Jupyterlab
Jupyterlab is a web-based development environment that is particularly useful for data manipulation and visualization in python.
This page explains how to setup Juypyterlab, i.e., the jupyterlab server, in the dev environment. It is strongly recommended to read the section on port mapping below before starting the server.
Starting the dev container
Start the dev
service on the machine that will host the jupyter server
docker-compose run -it --service-ports dev /bin/bash
Jupyterlab creates notebook files, and it is convenient to run the command to start the server from the folder where you want to store these files. For example, to store your notebooks in dev/notebooks
, run this command
cd /workspaces/dev/notebooks
Note that the root of the repository is /workspaces
inside the dev environment.
From here start the server by running
jupyter lab --port=8001 --ip 0.0.0.0 --no-browser
or if you are running as root inside the container
jupyter lab --port=8001 --ip 0.0.0.0 --no-browser --allow-root
A message should print to the terminal with a URL from which can access the server, for example
http://127.0.0.1:8001/lab?token=
followed by a long string of characters. These characters are the token that permits access to the server, and by extension the host machine. Do not share the token with people who should not have access to the host machine.

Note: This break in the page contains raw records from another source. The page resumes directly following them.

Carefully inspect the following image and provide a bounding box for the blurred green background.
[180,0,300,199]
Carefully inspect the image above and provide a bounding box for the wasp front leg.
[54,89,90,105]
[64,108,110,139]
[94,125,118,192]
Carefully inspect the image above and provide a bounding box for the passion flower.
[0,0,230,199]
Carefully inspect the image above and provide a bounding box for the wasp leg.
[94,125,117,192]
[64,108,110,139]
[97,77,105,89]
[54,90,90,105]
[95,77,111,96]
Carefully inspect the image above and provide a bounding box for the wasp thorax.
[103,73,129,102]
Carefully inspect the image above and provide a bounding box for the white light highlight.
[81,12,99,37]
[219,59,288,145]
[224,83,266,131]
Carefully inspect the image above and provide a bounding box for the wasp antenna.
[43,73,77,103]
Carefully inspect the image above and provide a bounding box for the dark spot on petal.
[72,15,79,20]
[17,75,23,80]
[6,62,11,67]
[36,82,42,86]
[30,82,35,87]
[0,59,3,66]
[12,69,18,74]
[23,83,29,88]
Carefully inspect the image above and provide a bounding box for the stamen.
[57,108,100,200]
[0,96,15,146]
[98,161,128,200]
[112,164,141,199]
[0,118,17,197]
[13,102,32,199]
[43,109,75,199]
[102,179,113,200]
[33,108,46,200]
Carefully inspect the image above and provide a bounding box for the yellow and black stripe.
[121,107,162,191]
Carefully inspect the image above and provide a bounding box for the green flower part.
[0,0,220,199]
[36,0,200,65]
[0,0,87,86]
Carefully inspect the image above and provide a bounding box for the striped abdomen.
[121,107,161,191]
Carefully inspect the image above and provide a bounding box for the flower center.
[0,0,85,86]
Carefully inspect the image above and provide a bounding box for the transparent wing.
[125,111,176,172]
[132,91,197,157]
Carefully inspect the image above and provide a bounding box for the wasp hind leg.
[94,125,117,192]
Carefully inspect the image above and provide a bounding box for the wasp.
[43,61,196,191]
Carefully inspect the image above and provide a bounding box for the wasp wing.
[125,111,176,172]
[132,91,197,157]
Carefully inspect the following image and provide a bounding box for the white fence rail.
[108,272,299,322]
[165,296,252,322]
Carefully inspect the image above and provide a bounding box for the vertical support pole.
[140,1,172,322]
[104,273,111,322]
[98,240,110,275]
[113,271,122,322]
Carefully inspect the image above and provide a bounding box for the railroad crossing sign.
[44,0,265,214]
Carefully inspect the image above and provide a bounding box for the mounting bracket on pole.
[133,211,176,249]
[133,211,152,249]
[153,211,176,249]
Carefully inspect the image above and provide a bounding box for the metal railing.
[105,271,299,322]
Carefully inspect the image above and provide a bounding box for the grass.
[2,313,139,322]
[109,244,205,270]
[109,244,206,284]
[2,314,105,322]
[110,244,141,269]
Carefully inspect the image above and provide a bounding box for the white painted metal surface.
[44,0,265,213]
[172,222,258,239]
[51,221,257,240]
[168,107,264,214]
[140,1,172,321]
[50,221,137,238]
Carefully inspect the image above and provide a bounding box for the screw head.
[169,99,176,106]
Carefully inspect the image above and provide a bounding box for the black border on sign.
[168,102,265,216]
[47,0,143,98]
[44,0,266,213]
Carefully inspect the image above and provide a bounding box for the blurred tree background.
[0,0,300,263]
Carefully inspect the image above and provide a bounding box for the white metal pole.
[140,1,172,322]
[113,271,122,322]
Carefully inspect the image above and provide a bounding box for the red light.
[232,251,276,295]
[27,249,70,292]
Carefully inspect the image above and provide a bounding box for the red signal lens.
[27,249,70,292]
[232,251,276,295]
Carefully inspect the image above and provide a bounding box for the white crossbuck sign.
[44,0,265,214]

You can detach from the container without stopping it by pressing the detach keys sequence for your system (the default is CTRL-p CTRL-q
).
Port Mapping
By starting the jupyter lab server, you give any user direct access to the host. Therefore, it is important to consider who can access the host's ip address before starting the server.

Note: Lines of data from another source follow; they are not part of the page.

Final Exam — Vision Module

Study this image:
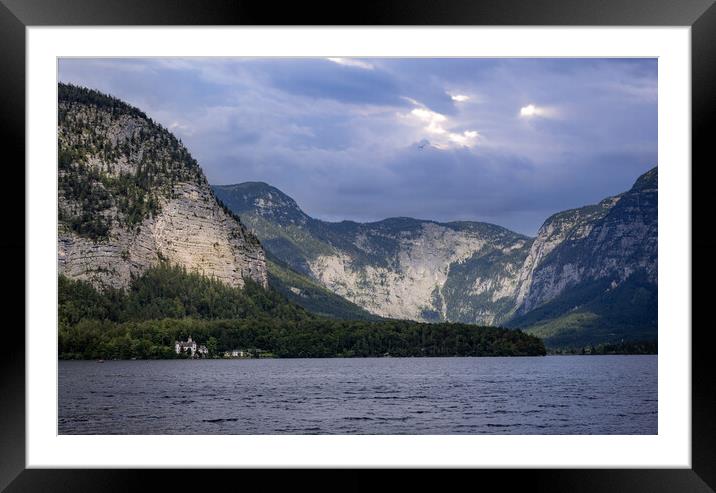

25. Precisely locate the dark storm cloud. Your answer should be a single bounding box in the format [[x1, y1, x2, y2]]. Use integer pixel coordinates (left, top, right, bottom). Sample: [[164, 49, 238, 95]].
[[58, 57, 657, 235], [255, 59, 408, 107]]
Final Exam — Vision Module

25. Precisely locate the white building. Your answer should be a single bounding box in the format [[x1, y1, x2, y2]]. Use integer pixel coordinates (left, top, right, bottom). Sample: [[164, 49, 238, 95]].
[[175, 336, 208, 357]]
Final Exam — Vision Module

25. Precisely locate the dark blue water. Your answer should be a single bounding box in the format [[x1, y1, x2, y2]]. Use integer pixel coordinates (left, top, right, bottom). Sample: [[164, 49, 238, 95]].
[[58, 355, 657, 434]]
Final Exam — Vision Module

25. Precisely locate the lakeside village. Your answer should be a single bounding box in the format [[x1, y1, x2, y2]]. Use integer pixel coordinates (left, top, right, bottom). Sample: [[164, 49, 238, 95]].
[[175, 336, 273, 359]]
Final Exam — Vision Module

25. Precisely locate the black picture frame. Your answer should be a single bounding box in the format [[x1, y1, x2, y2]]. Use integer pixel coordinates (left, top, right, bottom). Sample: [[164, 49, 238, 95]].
[[2, 0, 713, 490]]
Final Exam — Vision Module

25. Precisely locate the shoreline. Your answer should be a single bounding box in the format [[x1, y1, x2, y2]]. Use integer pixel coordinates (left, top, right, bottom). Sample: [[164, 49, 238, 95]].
[[58, 353, 657, 362]]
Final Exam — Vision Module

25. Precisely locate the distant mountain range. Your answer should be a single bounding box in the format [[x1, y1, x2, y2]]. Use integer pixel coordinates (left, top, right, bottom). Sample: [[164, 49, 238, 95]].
[[213, 167, 657, 348]]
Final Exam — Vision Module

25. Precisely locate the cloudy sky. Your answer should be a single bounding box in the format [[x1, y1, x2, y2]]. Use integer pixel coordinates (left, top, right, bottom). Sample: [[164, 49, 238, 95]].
[[59, 57, 657, 236]]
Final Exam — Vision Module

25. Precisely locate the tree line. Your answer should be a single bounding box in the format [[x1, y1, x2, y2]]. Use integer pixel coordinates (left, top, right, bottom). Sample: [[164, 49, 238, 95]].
[[548, 340, 657, 355], [59, 264, 546, 359]]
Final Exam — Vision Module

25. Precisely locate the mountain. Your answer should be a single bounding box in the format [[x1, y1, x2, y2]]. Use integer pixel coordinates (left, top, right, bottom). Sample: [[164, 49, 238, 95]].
[[213, 183, 534, 325], [213, 168, 657, 347], [55, 82, 544, 362], [57, 83, 267, 289], [58, 83, 655, 348], [509, 167, 657, 346], [265, 252, 382, 321]]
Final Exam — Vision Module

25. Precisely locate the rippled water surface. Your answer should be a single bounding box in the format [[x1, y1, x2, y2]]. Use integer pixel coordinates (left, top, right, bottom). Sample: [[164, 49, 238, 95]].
[[59, 355, 657, 434]]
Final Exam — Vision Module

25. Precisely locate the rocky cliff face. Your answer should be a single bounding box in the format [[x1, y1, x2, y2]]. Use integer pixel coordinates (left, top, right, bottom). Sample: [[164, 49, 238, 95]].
[[213, 183, 532, 324], [514, 167, 657, 316], [305, 221, 531, 324], [214, 167, 657, 345], [504, 168, 657, 346], [513, 197, 620, 314], [58, 84, 267, 289]]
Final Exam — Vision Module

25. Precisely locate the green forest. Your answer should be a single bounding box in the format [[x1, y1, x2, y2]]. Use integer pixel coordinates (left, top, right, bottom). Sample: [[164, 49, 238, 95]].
[[58, 264, 546, 360]]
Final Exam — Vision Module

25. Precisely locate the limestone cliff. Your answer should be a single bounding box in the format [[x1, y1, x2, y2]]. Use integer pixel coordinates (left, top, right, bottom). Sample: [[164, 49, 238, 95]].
[[513, 167, 657, 315], [213, 183, 532, 325], [214, 168, 657, 346], [57, 84, 267, 289]]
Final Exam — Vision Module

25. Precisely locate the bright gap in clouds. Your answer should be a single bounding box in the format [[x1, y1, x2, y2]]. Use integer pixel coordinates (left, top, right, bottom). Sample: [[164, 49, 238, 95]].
[[326, 57, 374, 70], [520, 104, 539, 117], [407, 105, 479, 148], [519, 104, 556, 118]]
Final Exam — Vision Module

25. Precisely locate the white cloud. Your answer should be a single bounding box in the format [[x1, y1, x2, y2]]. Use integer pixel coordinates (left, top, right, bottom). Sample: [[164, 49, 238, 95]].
[[451, 94, 470, 102], [448, 130, 480, 146], [519, 104, 557, 118], [404, 102, 479, 148], [520, 104, 540, 117], [401, 96, 421, 106], [410, 108, 447, 135], [326, 58, 374, 70]]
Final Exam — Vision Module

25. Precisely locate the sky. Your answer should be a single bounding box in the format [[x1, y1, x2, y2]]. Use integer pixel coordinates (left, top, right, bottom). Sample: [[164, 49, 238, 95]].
[[58, 57, 657, 236]]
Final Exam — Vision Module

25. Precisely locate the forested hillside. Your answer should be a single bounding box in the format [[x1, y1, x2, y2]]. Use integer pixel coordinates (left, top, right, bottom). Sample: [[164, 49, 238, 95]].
[[58, 265, 545, 359]]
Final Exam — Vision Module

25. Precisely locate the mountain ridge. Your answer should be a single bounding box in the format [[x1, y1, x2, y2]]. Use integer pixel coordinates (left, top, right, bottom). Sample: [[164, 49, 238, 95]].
[[215, 180, 534, 324], [57, 83, 656, 348], [213, 167, 657, 347]]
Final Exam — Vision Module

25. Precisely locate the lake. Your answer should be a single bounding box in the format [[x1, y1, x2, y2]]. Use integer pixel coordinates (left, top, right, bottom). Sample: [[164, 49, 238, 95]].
[[58, 355, 657, 434]]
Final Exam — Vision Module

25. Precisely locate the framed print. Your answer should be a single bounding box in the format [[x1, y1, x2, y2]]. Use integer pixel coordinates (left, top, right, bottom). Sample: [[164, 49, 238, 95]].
[[2, 0, 715, 490]]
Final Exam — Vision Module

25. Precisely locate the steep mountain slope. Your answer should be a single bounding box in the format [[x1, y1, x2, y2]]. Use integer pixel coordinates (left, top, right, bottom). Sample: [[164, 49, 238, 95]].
[[265, 253, 382, 321], [214, 167, 657, 347], [58, 84, 267, 289], [509, 167, 657, 346], [213, 183, 533, 324]]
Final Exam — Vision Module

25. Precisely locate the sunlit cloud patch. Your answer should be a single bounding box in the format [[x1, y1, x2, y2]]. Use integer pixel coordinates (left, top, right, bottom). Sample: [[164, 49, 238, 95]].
[[326, 57, 374, 70]]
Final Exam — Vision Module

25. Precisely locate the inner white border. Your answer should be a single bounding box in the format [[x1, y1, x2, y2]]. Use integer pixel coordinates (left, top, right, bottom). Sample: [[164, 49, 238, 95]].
[[27, 27, 691, 468]]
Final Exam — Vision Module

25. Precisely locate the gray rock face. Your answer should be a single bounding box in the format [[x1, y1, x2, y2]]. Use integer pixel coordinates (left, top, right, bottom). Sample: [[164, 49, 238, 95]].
[[513, 198, 618, 313], [514, 168, 657, 315], [305, 221, 531, 324], [214, 167, 657, 335], [213, 184, 533, 325], [58, 181, 267, 289], [58, 84, 267, 289]]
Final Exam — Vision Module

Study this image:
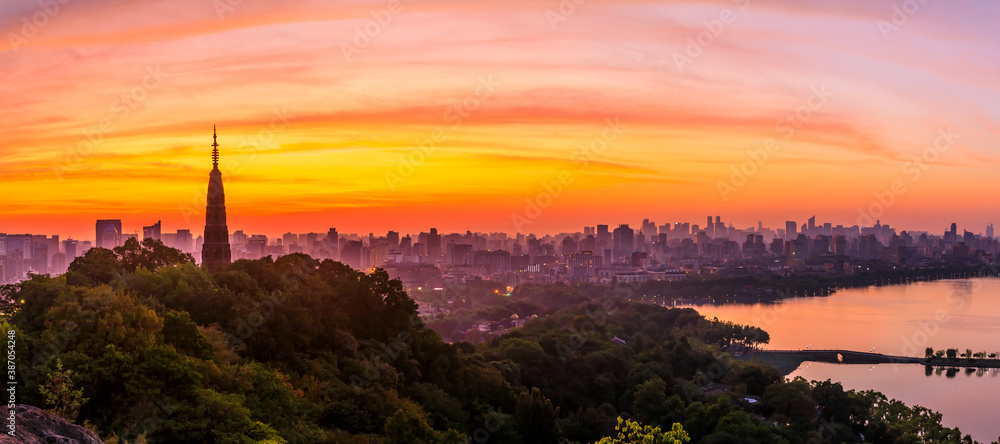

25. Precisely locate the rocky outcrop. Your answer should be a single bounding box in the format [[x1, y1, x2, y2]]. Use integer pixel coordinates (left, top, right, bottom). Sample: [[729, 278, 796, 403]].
[[0, 405, 102, 444]]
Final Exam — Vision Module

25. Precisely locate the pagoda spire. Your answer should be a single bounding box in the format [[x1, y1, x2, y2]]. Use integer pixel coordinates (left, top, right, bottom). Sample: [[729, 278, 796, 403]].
[[212, 125, 219, 168], [203, 124, 231, 271]]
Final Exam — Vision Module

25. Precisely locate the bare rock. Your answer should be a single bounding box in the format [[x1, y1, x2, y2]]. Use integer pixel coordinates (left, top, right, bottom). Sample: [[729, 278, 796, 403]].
[[0, 405, 102, 444]]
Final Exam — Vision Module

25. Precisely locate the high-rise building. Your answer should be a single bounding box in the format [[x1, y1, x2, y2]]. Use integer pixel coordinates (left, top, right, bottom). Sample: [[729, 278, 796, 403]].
[[202, 126, 232, 271], [326, 228, 340, 259], [427, 228, 442, 259], [596, 224, 610, 249], [785, 221, 797, 238], [641, 219, 656, 240], [612, 224, 634, 261], [31, 243, 48, 274], [96, 219, 122, 249], [490, 250, 511, 272], [176, 229, 193, 253], [143, 220, 161, 241], [451, 244, 473, 265], [63, 239, 78, 260], [283, 232, 298, 248]]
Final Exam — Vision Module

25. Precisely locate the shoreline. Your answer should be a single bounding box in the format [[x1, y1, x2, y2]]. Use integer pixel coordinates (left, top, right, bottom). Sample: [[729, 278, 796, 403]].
[[740, 349, 1000, 376]]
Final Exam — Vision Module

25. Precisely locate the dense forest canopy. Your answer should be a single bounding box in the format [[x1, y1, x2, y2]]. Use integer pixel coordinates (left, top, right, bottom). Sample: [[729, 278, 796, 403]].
[[0, 239, 993, 443]]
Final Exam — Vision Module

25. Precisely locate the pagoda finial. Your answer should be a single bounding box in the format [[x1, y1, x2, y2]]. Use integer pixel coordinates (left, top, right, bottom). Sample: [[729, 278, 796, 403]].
[[212, 125, 219, 168]]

You can specify the host ip address and the port to expose, as explained in the docker-compose specification.
Note, that by default docker-compose will not expose ports when running a container, hence when ports are specified in the compose file, then the argument --service-ports
must also be passed.
Managing extensions and configs
It is possible to standardize the behavior of Jupyterlab across a wider team by mounting jupyter configs on the host machine. The jupyter documentation lists common directories and file locations that one could leverage.